I don't suppose this bending of space has experimental verification? I'm still stunned that it is not more widely popularized.

Considering that the most common popularization is the infamous rubber-sheet picture... I wish it weren't as widely popularized

 

[1977ub]

Considering that the most common popularization is the infamous rubber-sheet picture... I wish it weren't as widely popularized

In every case I have seen, this is a popularization of the curvature of space-TIME, not of space. Can you find an example where it is curvature of space which is being described?

 

[A.T.]

Considering that the most common popularization is the infamous rubber-sheet picture...

Nugatory probably refers to pictures like this:
http://2.bp.blogspot.com/_vqRjMx6Pk...C3M/iVVaGjIJ17U/s1600/Spacetime_curvature.png

In every case I have seen, this is a popularization of the curvature of space-TIME, not of space.

And which dimension of the above surface is supposed to be time? They might talk about "space-time curvature" as they show you that picture, but both dimensions of the sheet are spatial. So the picture obviously just shows the spatial curvature with dents like the one in the picture I posted in post #27. That's why it is so misleading.

Space-time embedding diagrams look like this:
http://www.relativitet.se/spacetime1.html

 

[A.T.]

I don't suppose this bending of space has experimental verification?

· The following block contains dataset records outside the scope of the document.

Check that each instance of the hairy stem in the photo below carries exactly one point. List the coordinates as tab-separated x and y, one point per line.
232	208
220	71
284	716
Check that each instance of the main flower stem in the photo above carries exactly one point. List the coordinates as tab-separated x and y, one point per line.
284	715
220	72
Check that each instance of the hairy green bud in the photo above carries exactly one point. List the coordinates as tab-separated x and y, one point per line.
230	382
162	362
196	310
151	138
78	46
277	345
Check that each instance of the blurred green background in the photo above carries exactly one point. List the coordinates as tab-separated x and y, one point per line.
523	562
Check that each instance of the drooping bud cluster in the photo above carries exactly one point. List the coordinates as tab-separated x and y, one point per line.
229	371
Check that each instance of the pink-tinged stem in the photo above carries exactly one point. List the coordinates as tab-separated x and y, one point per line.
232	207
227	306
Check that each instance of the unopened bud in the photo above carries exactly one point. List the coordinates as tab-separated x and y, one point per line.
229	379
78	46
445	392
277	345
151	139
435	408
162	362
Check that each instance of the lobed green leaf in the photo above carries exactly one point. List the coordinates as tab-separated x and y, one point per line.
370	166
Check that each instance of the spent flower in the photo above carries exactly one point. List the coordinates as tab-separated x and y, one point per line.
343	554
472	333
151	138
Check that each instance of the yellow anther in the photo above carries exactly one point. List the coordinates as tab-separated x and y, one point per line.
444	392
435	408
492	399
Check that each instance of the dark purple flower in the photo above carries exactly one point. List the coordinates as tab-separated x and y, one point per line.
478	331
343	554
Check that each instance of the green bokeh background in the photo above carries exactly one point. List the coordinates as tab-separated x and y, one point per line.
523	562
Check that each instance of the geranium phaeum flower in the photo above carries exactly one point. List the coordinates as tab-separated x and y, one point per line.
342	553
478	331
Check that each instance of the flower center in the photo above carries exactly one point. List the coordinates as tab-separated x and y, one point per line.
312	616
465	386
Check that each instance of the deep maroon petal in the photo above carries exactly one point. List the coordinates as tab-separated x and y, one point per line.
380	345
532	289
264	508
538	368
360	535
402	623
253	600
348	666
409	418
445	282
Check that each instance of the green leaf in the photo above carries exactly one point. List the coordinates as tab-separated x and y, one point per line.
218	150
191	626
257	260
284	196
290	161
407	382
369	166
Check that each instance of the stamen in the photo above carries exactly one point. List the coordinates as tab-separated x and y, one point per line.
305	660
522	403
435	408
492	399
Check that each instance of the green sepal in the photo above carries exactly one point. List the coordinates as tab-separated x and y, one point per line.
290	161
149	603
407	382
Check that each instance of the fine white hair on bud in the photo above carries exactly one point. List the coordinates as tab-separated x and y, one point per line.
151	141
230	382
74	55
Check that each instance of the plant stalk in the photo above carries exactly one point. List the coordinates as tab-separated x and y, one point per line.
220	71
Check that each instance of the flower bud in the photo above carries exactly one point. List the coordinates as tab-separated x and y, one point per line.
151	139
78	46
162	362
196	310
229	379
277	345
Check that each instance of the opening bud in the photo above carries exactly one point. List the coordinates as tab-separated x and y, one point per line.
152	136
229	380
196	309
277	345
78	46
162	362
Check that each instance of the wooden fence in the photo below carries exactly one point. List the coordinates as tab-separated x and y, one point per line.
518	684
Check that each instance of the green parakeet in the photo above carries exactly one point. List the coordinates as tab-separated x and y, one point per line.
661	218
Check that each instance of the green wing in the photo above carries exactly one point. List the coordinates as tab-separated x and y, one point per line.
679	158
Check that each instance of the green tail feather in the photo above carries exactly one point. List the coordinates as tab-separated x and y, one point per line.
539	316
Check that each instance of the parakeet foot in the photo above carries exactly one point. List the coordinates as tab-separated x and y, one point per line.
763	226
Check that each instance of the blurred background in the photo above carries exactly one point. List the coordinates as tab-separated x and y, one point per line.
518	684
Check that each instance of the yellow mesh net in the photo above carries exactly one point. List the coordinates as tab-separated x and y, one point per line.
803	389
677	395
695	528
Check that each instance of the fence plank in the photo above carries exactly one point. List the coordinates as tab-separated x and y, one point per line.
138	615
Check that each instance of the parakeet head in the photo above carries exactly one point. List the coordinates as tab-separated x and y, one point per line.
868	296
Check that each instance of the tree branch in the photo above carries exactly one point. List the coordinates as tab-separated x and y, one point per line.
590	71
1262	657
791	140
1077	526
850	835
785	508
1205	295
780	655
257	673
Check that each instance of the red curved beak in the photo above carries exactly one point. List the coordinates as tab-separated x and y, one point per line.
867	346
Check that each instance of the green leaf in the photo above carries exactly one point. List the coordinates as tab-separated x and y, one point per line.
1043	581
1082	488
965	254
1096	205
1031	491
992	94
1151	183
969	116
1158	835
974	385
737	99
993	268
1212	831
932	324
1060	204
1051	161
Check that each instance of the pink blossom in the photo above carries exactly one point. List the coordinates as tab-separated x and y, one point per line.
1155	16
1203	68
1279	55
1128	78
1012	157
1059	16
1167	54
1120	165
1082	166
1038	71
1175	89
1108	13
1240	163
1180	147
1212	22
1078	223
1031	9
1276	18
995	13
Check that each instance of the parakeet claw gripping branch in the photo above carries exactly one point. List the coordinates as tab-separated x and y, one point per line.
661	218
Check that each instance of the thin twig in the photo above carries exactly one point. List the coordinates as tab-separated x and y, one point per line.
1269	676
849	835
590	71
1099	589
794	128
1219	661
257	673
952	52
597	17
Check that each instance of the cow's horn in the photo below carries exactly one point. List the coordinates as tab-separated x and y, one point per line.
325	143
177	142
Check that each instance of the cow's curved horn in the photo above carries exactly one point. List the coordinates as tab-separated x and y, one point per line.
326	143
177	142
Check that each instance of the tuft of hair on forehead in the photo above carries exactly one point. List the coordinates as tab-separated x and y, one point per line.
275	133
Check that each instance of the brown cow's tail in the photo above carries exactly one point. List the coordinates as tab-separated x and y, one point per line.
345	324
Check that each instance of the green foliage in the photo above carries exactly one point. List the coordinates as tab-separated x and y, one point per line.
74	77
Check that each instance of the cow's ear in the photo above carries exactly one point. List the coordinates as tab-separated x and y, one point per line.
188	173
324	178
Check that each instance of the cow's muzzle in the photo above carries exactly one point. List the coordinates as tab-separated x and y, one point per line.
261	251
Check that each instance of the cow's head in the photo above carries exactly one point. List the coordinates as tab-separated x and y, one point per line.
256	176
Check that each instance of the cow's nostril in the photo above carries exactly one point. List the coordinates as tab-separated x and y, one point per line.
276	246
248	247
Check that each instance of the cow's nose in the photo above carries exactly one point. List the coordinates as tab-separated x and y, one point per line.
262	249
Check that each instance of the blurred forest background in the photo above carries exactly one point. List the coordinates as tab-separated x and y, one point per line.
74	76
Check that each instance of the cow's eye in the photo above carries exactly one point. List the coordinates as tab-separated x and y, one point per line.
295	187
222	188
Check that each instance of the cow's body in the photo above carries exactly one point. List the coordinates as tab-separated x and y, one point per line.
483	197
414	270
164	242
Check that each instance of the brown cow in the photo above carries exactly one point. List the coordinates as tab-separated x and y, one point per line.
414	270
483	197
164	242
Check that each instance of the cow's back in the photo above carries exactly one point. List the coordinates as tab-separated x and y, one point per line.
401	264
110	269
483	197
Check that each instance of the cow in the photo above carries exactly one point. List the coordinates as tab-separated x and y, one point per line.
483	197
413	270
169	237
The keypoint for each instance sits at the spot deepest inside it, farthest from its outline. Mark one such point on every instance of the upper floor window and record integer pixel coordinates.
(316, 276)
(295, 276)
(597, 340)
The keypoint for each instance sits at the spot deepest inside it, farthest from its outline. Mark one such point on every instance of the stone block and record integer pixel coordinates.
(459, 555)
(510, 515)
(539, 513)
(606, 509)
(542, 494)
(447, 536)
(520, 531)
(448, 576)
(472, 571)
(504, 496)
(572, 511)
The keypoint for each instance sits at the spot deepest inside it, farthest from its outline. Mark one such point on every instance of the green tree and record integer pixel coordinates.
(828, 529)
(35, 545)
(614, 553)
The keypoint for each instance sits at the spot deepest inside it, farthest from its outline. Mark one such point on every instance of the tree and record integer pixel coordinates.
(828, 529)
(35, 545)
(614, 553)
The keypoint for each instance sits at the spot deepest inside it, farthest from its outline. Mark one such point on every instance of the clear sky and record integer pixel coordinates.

I don't know about an isolated test, just for space curvature. But the spatial distortion around the Sun affects the bending of light and the orbit precession of Mercury. To get the best predictions compared to observed values you have to take space curvature into account.

 

[Nugatory]

Nugatory probably refers to...

Yep - said it better than I would have - thanks.

 

[Passionflower]

Here is a paper on calculating the interior size:

http://www.johnstonsarchive.net/relativity/stcurve.pdf

Question for me remains that since the proper mass is larger due to pressure should we not adjust the Schwarzschild radius accordingly in the formulas?

 

[1977ub]

I don't know about an isolated test, just for space curvature. But the spatial distortion around the Sun affects the bending of light and the orbit precession of Mercury. To get the best predictions compared to observed values you have to take space curvature into account.

Have you ever seen it done this way - i.e. spatial curvature added with the space-TIME curvature in discussing perihelion movement or light deflection?